I've got one more short story anthology left in my current stack of short fiction, but I think I need a break. My first endeavor into short fiction has been great. I've discovered new authors, read with a fast rate of completion, and come across a wealth of new novels to look into.
Like novels, short stories run the gambit of good and bad and everything in between, but I've been craving something more as of late. More of what I don't know how to say. I hesitate to use the word substantial or deeper but they come close to what I'm craving. If a short story is well written but generally uninteresting to me, I can and will finish it by way of it being short. If a short story is bad I can skip it and go to another. If a novel is well written but uninteresting to me, in the past I've been inclined to finish it as it could be deemed 'harmless.' I doubt I'd extend that same curiosity today. If a whole novel is bad then I'll be angry that I have to take the time to sell it on ebay and get no redeeming value out of the book.
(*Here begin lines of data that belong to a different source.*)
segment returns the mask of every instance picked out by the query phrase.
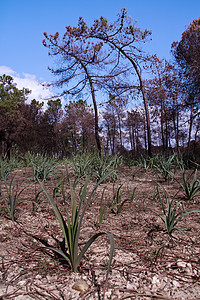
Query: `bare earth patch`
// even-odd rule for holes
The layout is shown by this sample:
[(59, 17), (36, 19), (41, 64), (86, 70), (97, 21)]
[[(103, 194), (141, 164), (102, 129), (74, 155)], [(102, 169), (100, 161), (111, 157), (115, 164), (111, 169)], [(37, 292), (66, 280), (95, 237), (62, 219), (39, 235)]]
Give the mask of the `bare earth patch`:
[[(17, 180), (31, 183), (29, 170), (20, 170)], [(52, 192), (61, 175), (58, 169), (45, 184)], [(164, 231), (159, 217), (161, 207), (153, 199), (155, 181), (170, 195), (179, 188), (174, 181), (164, 182), (150, 171), (121, 167), (118, 182), (126, 188), (136, 189), (132, 203), (126, 202), (120, 214), (109, 212), (100, 228), (98, 220), (100, 194), (85, 214), (81, 231), (80, 248), (95, 232), (106, 231), (115, 239), (115, 254), (108, 281), (106, 270), (109, 259), (109, 241), (97, 239), (86, 252), (79, 272), (73, 273), (60, 263), (34, 236), (54, 245), (62, 240), (59, 224), (51, 207), (42, 199), (36, 212), (32, 210), (35, 197), (34, 183), (22, 194), (17, 207), (16, 222), (0, 212), (0, 299), (200, 299), (200, 214), (192, 213), (180, 221), (188, 236), (175, 232), (174, 242)], [(29, 174), (30, 175), (30, 174)], [(133, 176), (134, 175), (134, 176)], [(134, 180), (133, 180), (134, 177)], [(29, 178), (29, 179), (27, 179)], [(92, 185), (92, 183), (91, 183)], [(112, 201), (113, 183), (104, 183), (104, 201)], [(200, 208), (182, 199), (184, 208)], [(57, 197), (59, 208), (70, 207)], [(84, 283), (85, 285), (84, 285)], [(74, 284), (83, 284), (83, 290)], [(75, 286), (76, 287), (76, 286)], [(80, 288), (81, 289), (81, 288)]]

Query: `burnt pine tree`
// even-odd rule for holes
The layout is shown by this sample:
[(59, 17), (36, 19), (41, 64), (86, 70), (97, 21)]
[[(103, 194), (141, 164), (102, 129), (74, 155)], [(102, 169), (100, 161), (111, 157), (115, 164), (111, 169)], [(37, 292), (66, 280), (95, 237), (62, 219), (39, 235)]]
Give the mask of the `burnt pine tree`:
[[(85, 38), (93, 38), (100, 40), (106, 44), (111, 53), (117, 56), (115, 61), (116, 68), (133, 70), (139, 80), (139, 90), (142, 93), (145, 115), (146, 115), (146, 128), (148, 139), (148, 154), (151, 155), (151, 130), (150, 130), (150, 117), (147, 104), (147, 96), (145, 92), (144, 82), (141, 75), (141, 64), (147, 62), (147, 57), (140, 49), (141, 43), (145, 43), (151, 34), (149, 30), (142, 31), (127, 15), (126, 9), (122, 9), (117, 21), (109, 24), (108, 20), (101, 17), (99, 20), (95, 20), (91, 27), (87, 27), (85, 21), (80, 18), (79, 23), (84, 28), (82, 35)], [(111, 53), (109, 55), (111, 56)], [(126, 87), (127, 89), (127, 87)], [(131, 87), (129, 88), (131, 89)]]
[[(86, 41), (82, 32), (84, 26), (66, 27), (62, 38), (59, 33), (47, 35), (43, 45), (49, 49), (49, 55), (59, 58), (56, 69), (50, 69), (59, 79), (52, 83), (58, 87), (64, 87), (62, 95), (81, 96), (82, 93), (91, 94), (95, 115), (95, 138), (99, 153), (101, 154), (101, 142), (99, 137), (98, 108), (95, 94), (95, 84), (101, 78), (95, 76), (94, 69), (101, 68), (107, 58), (103, 53), (102, 43), (91, 43)], [(97, 71), (98, 73), (98, 71)], [(98, 79), (97, 79), (98, 78)]]
[[(186, 106), (190, 108), (188, 148), (193, 120), (198, 115), (200, 95), (200, 18), (182, 33), (181, 40), (172, 44), (172, 54), (185, 79)], [(197, 113), (195, 114), (195, 109)]]

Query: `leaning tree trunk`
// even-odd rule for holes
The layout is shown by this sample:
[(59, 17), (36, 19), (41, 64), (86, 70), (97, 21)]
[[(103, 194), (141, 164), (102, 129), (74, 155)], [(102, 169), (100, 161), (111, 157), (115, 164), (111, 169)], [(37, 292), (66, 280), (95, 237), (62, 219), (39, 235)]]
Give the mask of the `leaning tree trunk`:
[(80, 63), (87, 75), (87, 78), (89, 80), (90, 84), (90, 90), (91, 90), (91, 95), (92, 95), (92, 101), (93, 101), (93, 106), (94, 106), (94, 123), (95, 123), (95, 139), (96, 139), (96, 144), (97, 144), (97, 149), (99, 152), (99, 155), (101, 156), (101, 141), (99, 137), (99, 118), (98, 118), (98, 109), (97, 109), (97, 102), (96, 102), (96, 97), (95, 97), (95, 92), (94, 92), (94, 86), (92, 82), (92, 78), (88, 72), (88, 69), (86, 65), (80, 60)]

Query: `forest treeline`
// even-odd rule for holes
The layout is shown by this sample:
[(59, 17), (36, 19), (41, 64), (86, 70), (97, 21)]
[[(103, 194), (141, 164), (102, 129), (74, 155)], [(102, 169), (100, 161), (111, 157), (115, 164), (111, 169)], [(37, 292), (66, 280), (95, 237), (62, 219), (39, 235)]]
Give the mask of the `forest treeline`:
[[(172, 44), (173, 63), (143, 51), (150, 35), (125, 9), (113, 23), (101, 17), (88, 27), (80, 18), (63, 37), (44, 33), (58, 78), (51, 85), (63, 92), (44, 109), (37, 99), (27, 103), (30, 91), (11, 76), (0, 76), (2, 157), (11, 150), (66, 157), (198, 147), (200, 18)], [(70, 100), (64, 107), (61, 97)]]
Here's the kicker: if a short story is good, then I generally want more than the amount that qualifies it as a short story. The ‘more’ of what I want is greater than the page count that classifies fiction as a short story. Perhaps I was wrong with I previously said in a blog post that the novel and the short story as essentially the same thing. I still do not think that the rules for good writing vary with page count but after having read a good amount of short fiction I do feel the novel--at least a good one--does offer something, ‘greater,’ but by no means 'superior.'
With that in mind, and my desire for the comforts of a lengthy (if it's good) read, I place my faith in Duane Swierczynski’s Severance Package. A short novel that I hope is as fun, and exciting as all the reviews I read about last year.
Weary of short stories or not, my reading of it late has only lead me to do one thing: buy more of it.